La precaución primero, y siempre.
Sus ojos recorrieron el pasillo de uno a otro lado, sintiendo una comezón en todo el cuerpo por el trabajo que había que hacer. Nada se movía. Todo estaba en silencio, un silencio tan absoluto que casi sentía picotazos en los oídos.
Miró hacia arriba y, al ver el rostro de Day, que asomaba por la abertura, hizo un gesto amable. La joven se deslizó por ella con la soltura de una atleta circense y cayó al suelo junto con su equipo, que antes había metido en una bandolera de cuero negro. Cuando sus pies tocaron el suelo, soltó la cuerda y se agachó, haciendo una mueca.
Él estuvo a punto de devolvérsela, pero se contuvo. No quería que se enterase de la admiración que su talento, su buen juicio y su carácter despertaban en él después de tres años de vivir juntos. No quería que siquiera sospechase el sentimiento que encerraba su mirada, porque siempre que había expresado sus auténticos sentimientos, la gente le había traicionado. El tiempo transcurrido en el orfanato, su aprendizaje, su matrimonio, su trabajo, estaban salpicados por las traiciones más flagrantes. Debido a ello, su corazón estaba lleno de cicatrices. Quería mantener unas relaciones estrictamente profesionales para proteger a los dos.
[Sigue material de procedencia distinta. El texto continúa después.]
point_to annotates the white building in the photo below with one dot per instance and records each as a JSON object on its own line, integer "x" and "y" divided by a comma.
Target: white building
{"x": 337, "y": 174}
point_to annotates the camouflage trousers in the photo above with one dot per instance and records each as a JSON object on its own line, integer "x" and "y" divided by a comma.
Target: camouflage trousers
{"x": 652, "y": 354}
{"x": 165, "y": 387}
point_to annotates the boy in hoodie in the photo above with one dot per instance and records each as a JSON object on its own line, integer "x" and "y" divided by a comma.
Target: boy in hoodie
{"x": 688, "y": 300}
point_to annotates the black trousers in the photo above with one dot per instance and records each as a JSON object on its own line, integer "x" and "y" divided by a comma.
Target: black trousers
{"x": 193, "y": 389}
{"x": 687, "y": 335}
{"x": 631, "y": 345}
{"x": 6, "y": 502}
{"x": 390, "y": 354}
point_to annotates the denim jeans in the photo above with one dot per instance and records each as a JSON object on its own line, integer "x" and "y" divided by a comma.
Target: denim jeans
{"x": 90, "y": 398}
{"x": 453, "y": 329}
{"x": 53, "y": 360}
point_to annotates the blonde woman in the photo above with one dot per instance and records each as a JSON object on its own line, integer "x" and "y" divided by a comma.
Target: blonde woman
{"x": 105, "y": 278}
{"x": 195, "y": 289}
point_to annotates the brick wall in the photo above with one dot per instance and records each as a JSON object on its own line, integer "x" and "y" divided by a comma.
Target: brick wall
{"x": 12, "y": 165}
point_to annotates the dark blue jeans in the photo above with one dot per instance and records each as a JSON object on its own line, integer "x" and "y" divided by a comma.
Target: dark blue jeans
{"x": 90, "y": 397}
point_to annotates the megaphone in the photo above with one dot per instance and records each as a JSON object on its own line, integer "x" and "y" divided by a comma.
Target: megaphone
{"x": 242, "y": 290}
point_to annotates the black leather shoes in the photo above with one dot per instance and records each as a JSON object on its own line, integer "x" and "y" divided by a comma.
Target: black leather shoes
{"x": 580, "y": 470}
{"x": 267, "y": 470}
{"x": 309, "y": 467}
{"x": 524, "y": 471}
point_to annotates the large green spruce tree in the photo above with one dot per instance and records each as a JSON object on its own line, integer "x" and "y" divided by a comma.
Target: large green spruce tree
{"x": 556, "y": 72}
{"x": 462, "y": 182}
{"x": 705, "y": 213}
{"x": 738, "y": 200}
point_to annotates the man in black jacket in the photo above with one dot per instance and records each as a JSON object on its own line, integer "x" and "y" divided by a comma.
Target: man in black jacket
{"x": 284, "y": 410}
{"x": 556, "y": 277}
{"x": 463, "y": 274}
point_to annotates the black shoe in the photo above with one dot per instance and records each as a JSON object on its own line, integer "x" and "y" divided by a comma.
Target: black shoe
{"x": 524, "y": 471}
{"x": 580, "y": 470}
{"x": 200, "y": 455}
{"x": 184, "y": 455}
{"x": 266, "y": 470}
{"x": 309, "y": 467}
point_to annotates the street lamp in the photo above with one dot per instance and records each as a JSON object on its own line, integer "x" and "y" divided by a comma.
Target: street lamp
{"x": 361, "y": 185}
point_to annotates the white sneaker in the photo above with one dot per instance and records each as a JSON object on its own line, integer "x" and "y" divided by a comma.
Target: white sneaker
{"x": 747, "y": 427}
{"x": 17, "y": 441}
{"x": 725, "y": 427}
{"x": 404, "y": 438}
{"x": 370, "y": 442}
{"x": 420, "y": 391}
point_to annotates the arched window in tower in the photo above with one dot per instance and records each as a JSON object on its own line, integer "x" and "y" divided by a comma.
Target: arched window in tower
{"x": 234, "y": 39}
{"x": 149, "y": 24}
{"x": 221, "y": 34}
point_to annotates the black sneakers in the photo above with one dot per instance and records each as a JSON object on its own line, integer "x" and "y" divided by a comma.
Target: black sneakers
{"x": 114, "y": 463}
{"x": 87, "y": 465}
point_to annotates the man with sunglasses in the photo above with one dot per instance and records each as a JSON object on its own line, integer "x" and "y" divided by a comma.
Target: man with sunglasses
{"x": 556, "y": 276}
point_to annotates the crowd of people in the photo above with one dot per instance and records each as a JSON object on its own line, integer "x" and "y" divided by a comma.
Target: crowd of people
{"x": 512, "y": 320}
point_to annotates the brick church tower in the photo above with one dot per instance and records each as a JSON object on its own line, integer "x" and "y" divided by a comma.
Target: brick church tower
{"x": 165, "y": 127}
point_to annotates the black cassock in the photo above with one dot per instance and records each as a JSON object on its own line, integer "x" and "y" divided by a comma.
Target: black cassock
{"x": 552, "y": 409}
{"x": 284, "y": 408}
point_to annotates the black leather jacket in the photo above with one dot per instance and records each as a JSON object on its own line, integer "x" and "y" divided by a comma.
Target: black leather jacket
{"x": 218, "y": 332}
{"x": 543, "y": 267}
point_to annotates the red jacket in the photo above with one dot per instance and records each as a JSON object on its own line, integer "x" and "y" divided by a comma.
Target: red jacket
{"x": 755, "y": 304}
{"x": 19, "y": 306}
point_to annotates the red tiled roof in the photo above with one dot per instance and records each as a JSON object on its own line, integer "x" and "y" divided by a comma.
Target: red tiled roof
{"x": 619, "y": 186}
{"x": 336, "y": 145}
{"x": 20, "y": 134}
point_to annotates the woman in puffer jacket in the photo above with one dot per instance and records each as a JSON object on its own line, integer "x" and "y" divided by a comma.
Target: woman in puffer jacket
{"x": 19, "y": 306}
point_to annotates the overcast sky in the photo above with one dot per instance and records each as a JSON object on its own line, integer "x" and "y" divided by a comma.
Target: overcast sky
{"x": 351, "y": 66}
A sí mismo de ella, y a ella de él.
—¿Despejado? —preguntó ella con un siseo.
—Como un tablero de ajedrez sin piezas —murmuró, pero sin bajar la guardia—, y según el plan previsto. ¿Qué es lo que nos gusta menos?
—¿La mostaza?
—¿Y?
—Los accidentes.
—Correcto. Las cosas no salen bien por sí mismas. Quítale las botas.
Lo arrastraron con un considerable esfuerzo desde el pasillo hasta la mesa de escritorio, y luego hasta la silla. Comenzó a roncar con la cabeza caída, moviendo imperceptiblemente su largo bigote.
—Ahhhhh, duerme como un bebé. Los complementos, por favor.
Day le tendió una botella vacía de licor espirituoso, que Morveer colocó con cuidado encima de las baldosas próximas a las botas del guardia. Luego le pasó una botella medio llena a la que quitó el tapón, para luego derramar una generosa cantidad en la pechera del tachonado justillo de piel del guardia. Luego la colocó con todo cuidado cerca de sus adormilados dedos, consiguiendo que el líquido espirituoso se derramase por las baldosas y formase un charco de aspecto desagradable.
Morveer dio un paso atrás e hizo un marco con las manos para observar la escena.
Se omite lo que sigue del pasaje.